The image of the results are shown in FIG. 14B. The Met-CHO cells which have adhered to the plate and Jurkat cells which have adhered onto the plate or Met-CHO cells are visualized on the red fluorescent image (excitation wavelength: 620 nm, fluorescent wavelength: 700 nm) and on the green fluorescent image (excitation wavelength: 470 nm, fluorescent wavelength: 525 nm), respectively. These images are overlaid and the adhesion site of the heterologous cells (meaning the site where red and green cells have overlapped with each other) is marked with a white blank circle. Totally ten visual fields are selected from a plurality of wells and the number of the Jurkat cells which have adhered to the Met-CHO cells is quantified into a graph and shown in FIG. 14C. This shows that the peptide-inserted OKT3 simultaneously recognizes the Met molecule on the Met-CHO cells and the CD3 molecule on the Jurkat cells and crosslinks between these cells by its interaction.

Claims

1. A method of granting a binding ability to a second target molecule to an antibody, comprising inserting an internal peptide sequence of a cyclic peptide into an Fc region of the antibody, wherein the cyclic peptide has the binding ability to the second target molecule different from a first target molecule to be recognized by the antibody.

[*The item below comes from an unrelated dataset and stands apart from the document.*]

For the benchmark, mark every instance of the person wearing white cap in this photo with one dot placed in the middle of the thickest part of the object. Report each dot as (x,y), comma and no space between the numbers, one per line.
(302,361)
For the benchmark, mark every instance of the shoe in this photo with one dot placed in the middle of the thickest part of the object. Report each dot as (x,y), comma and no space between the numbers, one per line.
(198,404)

2. The method according to claim 1, wherein the Fc region of the antibody is derived from human, mouse, rat, rabbit, horse, or dog.

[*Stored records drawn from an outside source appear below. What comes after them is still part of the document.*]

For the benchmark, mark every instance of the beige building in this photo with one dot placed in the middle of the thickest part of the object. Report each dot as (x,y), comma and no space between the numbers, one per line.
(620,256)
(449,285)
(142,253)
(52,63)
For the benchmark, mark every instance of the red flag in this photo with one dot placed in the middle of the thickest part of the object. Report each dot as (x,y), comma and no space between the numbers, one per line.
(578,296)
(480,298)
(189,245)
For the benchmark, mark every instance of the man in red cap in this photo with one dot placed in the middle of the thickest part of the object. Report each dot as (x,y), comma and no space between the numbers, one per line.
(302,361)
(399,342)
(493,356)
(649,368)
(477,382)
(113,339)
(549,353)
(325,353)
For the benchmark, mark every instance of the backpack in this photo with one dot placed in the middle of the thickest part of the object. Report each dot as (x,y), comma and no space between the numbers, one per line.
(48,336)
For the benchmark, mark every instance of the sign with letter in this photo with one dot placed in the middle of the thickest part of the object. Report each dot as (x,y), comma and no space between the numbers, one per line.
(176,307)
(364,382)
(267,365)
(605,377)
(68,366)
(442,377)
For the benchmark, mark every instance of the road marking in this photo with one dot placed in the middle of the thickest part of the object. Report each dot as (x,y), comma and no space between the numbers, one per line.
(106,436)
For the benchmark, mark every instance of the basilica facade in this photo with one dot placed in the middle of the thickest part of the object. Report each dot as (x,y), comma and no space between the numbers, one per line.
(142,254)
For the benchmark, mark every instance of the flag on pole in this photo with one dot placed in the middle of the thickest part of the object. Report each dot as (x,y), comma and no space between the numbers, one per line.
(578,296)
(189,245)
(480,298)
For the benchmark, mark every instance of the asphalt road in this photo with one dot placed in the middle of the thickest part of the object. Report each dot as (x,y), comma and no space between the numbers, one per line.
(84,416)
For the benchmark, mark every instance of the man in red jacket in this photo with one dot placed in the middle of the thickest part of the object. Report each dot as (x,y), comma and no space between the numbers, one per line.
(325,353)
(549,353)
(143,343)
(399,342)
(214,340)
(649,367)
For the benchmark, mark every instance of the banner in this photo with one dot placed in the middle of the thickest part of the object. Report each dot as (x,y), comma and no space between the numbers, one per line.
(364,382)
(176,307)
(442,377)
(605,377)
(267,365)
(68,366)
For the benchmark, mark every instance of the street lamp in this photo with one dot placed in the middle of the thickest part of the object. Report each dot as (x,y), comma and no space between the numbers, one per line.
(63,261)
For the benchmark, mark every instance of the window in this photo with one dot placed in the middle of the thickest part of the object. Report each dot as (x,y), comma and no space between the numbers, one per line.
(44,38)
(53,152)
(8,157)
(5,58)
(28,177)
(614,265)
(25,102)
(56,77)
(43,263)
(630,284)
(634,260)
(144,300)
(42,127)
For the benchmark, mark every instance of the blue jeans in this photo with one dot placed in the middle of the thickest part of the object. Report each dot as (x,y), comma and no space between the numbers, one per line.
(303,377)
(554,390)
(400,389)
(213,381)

3. The method according to claim 1 or 2, wherein a site into which the internal peptide sequence is inserted is a loop portion exposed on a molecular surface of the Fc region.

4. The method according to any one of claims 1 to 3, wherein the cyclic peptide is a cyclic peptide obtained by a display type finding system.

5. An engineered antibody having a binding ability to a first target molecule and a second target molecule, obtained by inserting an internal peptide sequence of a cyclic peptide into an Fc region of an antibody, wherein the cyclic peptide has the binding ability to the second target molecule different from the first target molecule to be recognized by the antibody.

6. The engineered antibody according to claim 5, wherein the engineered antibody simultaneously binds to the first and second target molecules.

7. The engineered antibody according to claim 5 or 6, wherein the first and second target molecules are respectively different cell surface molecules and the engineered antibody induces adhesion between heterologous cells via binding with two different cell surface molecules.